The NEAPOLITAN NOVEL quartet

by Elena Ferrante

 

Elena Ferrante

<><><><><

I have recently been introduced to Elena Ferrante novels, beginning with the Neapolitan Novel quartet: My Brilliant Friend, The Story of a New Name, Those Who Leave and Those Who Stay, and The Story of the Lost Child There is such an unsettling and brutal honesty in Ferrante’s writing, firstly about growing up poor and female in Naples, and subsequently trying to escape that seemingly inevitable life. The novels’ narrator, Elena Greco, recalls her childhood and her brilliant friend Lila, whom she at once loves and hates, first sexual experiences, the brutal men in their lives, their dreams of escaping the ‘neighbourhood’ and the fervent hopes that they will never become their mothers. Ferrante’s exquisite writing thoroughly engages the reader through girlhood fears, first boyfriends, harsh family lives, the deep seated religious division of whore and virgin, constant threats from local bullies, men and boys, and tensions of repressed sexual desires.

The mysterious author [Ferrante’s true identity is unknown] lays bare the psychological trauma of growing up female in the south; the culture of being owned by your father and then your husband.
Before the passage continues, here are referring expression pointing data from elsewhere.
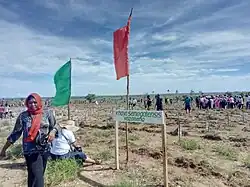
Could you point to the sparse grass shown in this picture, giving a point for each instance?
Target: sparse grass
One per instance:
(61, 171)
(247, 162)
(133, 137)
(16, 151)
(226, 152)
(103, 133)
(125, 184)
(105, 155)
(190, 144)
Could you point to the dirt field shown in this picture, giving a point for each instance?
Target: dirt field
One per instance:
(214, 149)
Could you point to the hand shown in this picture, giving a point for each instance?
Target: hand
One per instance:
(2, 154)
(51, 136)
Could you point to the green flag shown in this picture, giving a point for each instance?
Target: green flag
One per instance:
(62, 80)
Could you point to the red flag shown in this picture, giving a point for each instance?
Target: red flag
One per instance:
(120, 45)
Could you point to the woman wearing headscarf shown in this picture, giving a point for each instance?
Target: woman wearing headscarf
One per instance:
(38, 127)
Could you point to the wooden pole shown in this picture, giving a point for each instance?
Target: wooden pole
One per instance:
(68, 111)
(117, 145)
(164, 150)
(179, 127)
(69, 99)
(127, 98)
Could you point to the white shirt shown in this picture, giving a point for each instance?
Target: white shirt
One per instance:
(248, 99)
(60, 145)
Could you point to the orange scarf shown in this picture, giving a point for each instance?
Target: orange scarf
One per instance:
(36, 119)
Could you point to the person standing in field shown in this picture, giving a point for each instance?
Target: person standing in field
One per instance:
(187, 103)
(158, 103)
(38, 127)
(64, 146)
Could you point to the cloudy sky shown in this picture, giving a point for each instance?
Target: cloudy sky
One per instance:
(174, 44)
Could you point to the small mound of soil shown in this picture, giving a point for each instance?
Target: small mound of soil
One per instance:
(237, 139)
(147, 152)
(202, 167)
(246, 129)
(215, 137)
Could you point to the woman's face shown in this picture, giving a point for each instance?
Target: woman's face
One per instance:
(32, 104)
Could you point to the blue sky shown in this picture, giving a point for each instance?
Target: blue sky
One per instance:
(174, 44)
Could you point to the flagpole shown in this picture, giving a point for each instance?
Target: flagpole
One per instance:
(69, 99)
(128, 96)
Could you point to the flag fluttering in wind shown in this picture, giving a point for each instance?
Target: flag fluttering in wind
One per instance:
(120, 45)
(62, 80)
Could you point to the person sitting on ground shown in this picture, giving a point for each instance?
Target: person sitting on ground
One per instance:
(158, 104)
(64, 146)
(38, 127)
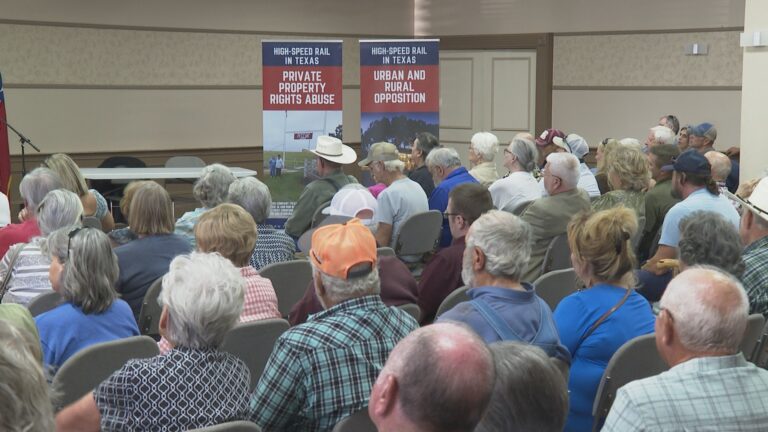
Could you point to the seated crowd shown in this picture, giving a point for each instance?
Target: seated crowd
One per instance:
(661, 238)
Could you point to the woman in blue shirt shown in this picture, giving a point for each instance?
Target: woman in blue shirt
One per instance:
(595, 322)
(83, 270)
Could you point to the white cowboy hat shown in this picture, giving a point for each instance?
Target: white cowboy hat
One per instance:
(332, 149)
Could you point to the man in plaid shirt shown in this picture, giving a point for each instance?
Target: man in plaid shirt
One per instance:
(323, 370)
(710, 385)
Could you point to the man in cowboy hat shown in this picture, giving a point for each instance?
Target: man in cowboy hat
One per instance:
(331, 154)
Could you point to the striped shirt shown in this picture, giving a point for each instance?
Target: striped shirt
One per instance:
(323, 370)
(29, 276)
(703, 394)
(260, 301)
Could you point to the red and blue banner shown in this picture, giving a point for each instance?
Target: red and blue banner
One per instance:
(5, 157)
(399, 90)
(302, 99)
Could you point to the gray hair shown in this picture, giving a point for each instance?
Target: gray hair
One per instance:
(709, 308)
(708, 238)
(445, 157)
(566, 167)
(485, 145)
(505, 240)
(525, 151)
(90, 267)
(339, 289)
(36, 184)
(252, 195)
(60, 208)
(204, 294)
(530, 392)
(24, 395)
(213, 185)
(663, 135)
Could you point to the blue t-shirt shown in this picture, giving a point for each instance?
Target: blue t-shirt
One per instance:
(526, 314)
(144, 260)
(439, 198)
(66, 330)
(698, 200)
(574, 316)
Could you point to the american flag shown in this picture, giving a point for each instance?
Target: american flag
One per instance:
(5, 157)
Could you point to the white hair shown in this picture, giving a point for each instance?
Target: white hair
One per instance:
(485, 145)
(505, 240)
(394, 166)
(252, 195)
(663, 135)
(709, 308)
(60, 208)
(445, 157)
(339, 290)
(204, 294)
(566, 167)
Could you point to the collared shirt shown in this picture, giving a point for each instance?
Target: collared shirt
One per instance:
(439, 198)
(755, 277)
(702, 394)
(526, 314)
(324, 369)
(185, 389)
(272, 246)
(700, 199)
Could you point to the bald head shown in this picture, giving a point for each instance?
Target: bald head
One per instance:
(709, 310)
(444, 374)
(721, 165)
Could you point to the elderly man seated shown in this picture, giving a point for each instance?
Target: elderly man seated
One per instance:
(710, 385)
(549, 216)
(323, 370)
(503, 307)
(194, 385)
(439, 378)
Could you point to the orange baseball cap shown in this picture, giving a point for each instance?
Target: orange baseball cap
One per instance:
(338, 248)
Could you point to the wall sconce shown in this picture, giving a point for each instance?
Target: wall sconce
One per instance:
(696, 49)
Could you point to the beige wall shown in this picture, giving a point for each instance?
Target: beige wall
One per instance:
(462, 17)
(754, 158)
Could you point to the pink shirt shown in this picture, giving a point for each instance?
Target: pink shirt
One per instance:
(260, 301)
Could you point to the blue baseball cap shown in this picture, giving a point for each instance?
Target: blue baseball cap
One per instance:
(691, 162)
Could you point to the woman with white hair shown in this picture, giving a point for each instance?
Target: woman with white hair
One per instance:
(194, 385)
(24, 269)
(210, 189)
(482, 151)
(519, 186)
(83, 270)
(272, 245)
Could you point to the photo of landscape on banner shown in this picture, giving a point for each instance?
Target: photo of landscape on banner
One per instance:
(302, 91)
(399, 91)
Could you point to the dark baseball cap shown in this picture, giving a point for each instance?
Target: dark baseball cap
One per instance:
(691, 162)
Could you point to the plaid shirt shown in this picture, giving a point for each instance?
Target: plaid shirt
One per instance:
(755, 277)
(703, 394)
(323, 370)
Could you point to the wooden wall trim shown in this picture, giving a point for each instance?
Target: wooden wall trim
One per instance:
(543, 43)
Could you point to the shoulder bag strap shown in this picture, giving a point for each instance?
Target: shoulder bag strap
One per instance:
(604, 317)
(14, 256)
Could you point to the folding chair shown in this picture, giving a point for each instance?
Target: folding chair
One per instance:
(419, 234)
(85, 370)
(44, 302)
(149, 316)
(290, 280)
(636, 359)
(555, 286)
(458, 295)
(252, 343)
(558, 255)
(413, 310)
(357, 422)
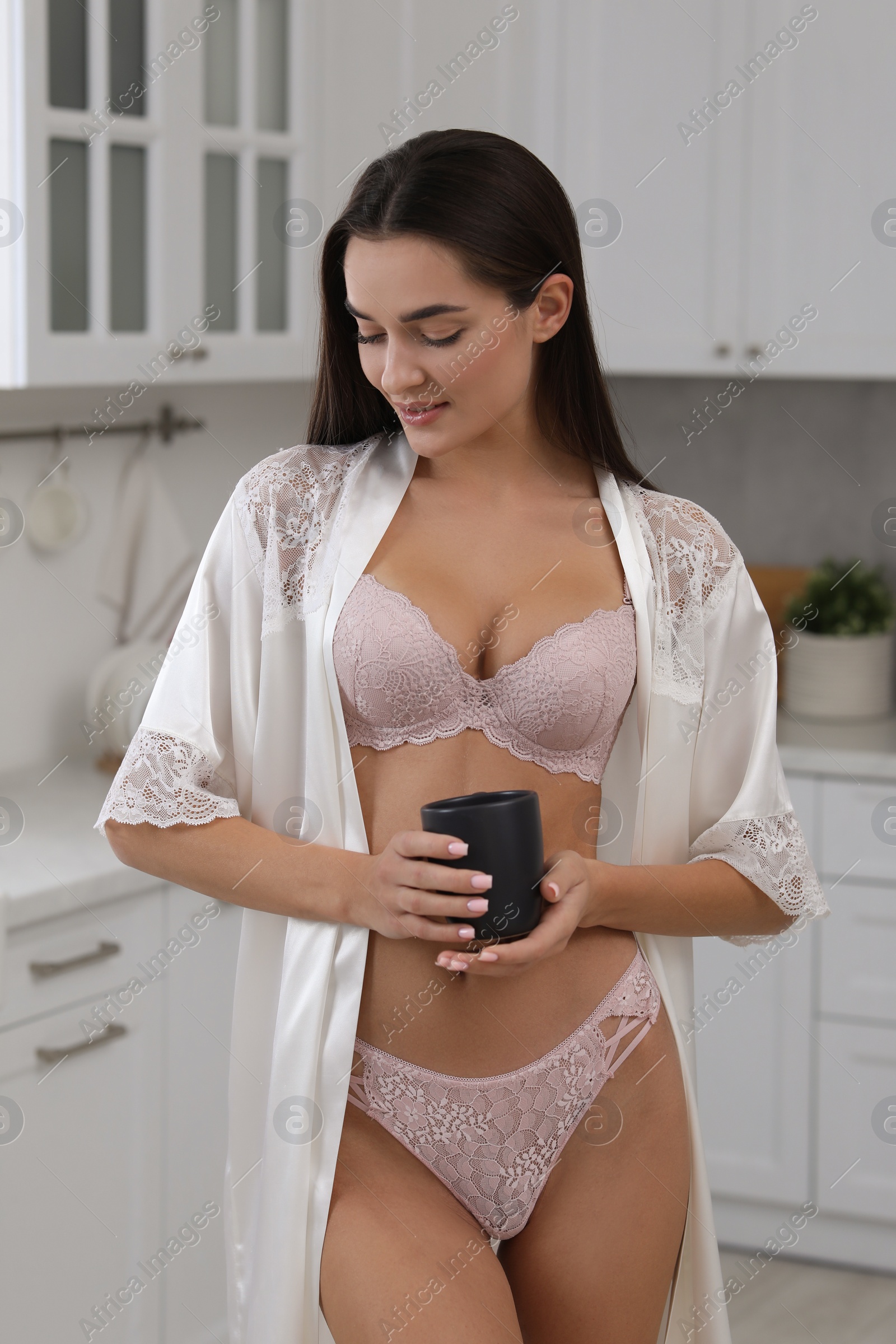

The expectation that a girl must get married, and bear children, the resultant crushing of her intellect and her creativity. There are only two ways to escape the hardships: excel at school, and gain access to universities and a better life in Pisa, Milan or Florence, even though every move to escape the inevitable life of poverty and domestic grind is greeted with age old suspicions and hatreds by family and friends. Elena Greco is one of the lucky ones. She excels at school, goes to university in the north, eventually marries into a well known northern Italian family, but is her life really any better than that of her brilliant friend Lila, who refuses to leave Naples? Lila chose instead to marry a local boy from a powerful, wealthy family, and even though she has sold her soul for a beautiful new house and everything that money can buy, her life becomes unbearable and the inherent dangers seem to multiply.

These novels contain the story of modern Italy…about those who left and those who stayed.

I have never read four books so quickly! I read all of the books with a total enthrall…impatiently wanting to do nothing else but be involved in the lives of Elena and Lila,  right to the very end.